Both Rivera and Santoro specifically expressed concern about the route regarding the proposed bus stop at First Avenue and East 15th Street, since that area already accommodates multiple bus stops and is often congested with people.

Rivera asked the agencies to consider having a bus stop between 15th and 16th Streets, which would allow the bus to turn left on 17th Street as it heads to its southbound route on Second Avenue.

The Council Member also addressed accessibility for commuters with mobility challenges, requesting that the NYCT and the Department of Transportation work together to create additional Access-A-Ride zones along the busway so the vehicles have a dedicated space to pick up passengers. Since not all disabled riders use Access-A-Ride, though, Rivera also requested that the agencies work with the Taxi and Limousine Commission to allow ADA-compliant taxis to access 14th Street even during specific busway hours, and possibly create a dedicated taxi stand.

Regarding the buses, Rivera is recommending that the city run a pilot of double-decker buses on the replacement routes that will operate on the busway, since this type of vehicle would take up the less space on the road than the traditional articulated buses but would use the space more efficiently and would carry about the same number of people.

The MTA has said that the agency will be adding electric buses to the fleet for the shutdown but Rivera also pushed the agency to commit to using only electric buses for the proposed L1, L2 and L3 routes, traveling between Brooklyn and Manhattan.

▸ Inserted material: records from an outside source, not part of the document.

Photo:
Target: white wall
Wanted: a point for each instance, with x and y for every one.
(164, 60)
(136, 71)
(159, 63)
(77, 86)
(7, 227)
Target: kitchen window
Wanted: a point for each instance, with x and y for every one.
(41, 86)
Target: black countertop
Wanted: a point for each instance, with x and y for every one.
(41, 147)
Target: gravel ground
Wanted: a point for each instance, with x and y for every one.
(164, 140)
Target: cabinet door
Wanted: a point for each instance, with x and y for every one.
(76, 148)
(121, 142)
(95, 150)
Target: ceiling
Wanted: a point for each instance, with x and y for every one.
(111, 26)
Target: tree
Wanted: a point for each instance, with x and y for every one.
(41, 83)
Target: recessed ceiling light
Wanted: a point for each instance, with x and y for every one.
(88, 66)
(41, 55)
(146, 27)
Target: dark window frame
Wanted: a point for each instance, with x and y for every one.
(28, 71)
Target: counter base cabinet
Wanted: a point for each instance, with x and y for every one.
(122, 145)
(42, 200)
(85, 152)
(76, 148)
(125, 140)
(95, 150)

“Residents in Brooklyn and Manhattan that live along the new bus routes will be facing a significant increase in pollutants near their homes,” she said. “It is critical that all buses used for these routes are powered by clean, electric motors instead of diesel engines.”

2 thoughts on “Rivera doesn’t want busway to be 24/7

  1. I think Ms. Rivera should try living on a NYC street with cars. Plus, what’s she thinking? Folks from Brooklyn will definitely be traveling after 8 P.M., they’re generally not the elderly. The City could reduce buses at night, still defer cars, and give residents a much needed break!